Interview von Thomas Hürner

Lange Schlangen bildeten sich vor den Rathäusern, die Bevölkerung auch im Landkreis Dachau zeigte großes Interesse am Volksbegehren Artenvielfalt. Der Bayerische Bauernverband und seine Kreisvertretung Dachau kritisierten den Gesetzesentwurf scharf. Ein Gespräch mit der Kreisbäuerin Emmi Westermeier über Wertschätzung für Bauern und die Anforderungen an die Landwirte.

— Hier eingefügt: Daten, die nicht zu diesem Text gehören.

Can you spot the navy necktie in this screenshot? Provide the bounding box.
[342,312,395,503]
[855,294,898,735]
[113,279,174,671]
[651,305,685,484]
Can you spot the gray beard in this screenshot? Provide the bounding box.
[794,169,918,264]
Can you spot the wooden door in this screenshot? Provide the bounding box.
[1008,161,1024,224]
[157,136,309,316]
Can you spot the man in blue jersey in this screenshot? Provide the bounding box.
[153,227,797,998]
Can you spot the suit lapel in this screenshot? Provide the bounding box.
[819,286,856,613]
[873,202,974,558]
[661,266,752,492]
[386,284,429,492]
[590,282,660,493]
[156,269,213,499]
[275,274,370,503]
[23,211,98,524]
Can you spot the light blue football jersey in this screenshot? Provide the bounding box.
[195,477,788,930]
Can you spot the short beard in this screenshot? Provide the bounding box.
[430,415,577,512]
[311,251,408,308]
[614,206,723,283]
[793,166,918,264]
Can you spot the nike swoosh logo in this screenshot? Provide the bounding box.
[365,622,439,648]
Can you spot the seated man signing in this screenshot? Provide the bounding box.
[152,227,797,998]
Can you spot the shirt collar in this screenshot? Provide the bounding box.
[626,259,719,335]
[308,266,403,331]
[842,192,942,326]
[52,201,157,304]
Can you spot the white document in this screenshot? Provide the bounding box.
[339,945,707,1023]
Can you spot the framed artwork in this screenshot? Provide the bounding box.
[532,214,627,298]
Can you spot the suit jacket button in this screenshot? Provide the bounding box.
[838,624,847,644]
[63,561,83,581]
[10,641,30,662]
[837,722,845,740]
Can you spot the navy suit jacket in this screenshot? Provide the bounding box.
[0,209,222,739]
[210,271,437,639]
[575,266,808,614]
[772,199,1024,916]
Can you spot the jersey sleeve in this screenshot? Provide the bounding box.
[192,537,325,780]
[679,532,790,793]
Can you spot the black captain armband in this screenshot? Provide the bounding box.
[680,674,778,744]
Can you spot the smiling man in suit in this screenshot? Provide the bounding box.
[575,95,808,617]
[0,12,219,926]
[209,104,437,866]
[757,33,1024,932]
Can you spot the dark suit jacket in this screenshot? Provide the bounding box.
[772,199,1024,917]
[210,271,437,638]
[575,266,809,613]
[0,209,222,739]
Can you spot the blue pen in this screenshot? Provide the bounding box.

SZ: 18,4 Prozent der Wahlberechtigten in Bayern haben für das Volksbegehren Artenvielfalt unterschrieben - im Landkreis sogar 22,9 Prozent. Was könnte das für die Bauern in Bayern bedeuten?

Emmi Westermeier: Dass so viele Menschen zum Bürgerbegehren gehen, ist einerseits natürlich sehr gut. Andererseits muss man bedenken, dass 82 Prozent nicht abgestimmt haben. Einige davon, weil es sie nicht interessiert, andere aber, weil sie dagegen sind. Wir denken und hoffen, dass man die Interessen der Landwirtschaft berücksichtigt, denn diese kommen in der öffentlichen Wahrnehmung inzwischen deutlich zu kurz. Wenn ich mich beispielsweise in sozialen Netzwerken umsehe, dann gibt es viele, die glauben, dass die Bauern absolute Narrenfreiheit genießen. So werden wir keine gemeinsame Lösung finden.

Blühstreifen am Mitterwiedenhof in Vierkirchen. Solche wilden Feldraine könnten bald auch in Bayern Gesetz werden. Nicht allen Bauern gefällt das. (Foto: Toni Heigl)

Wie könnte diese Lösung aussehen?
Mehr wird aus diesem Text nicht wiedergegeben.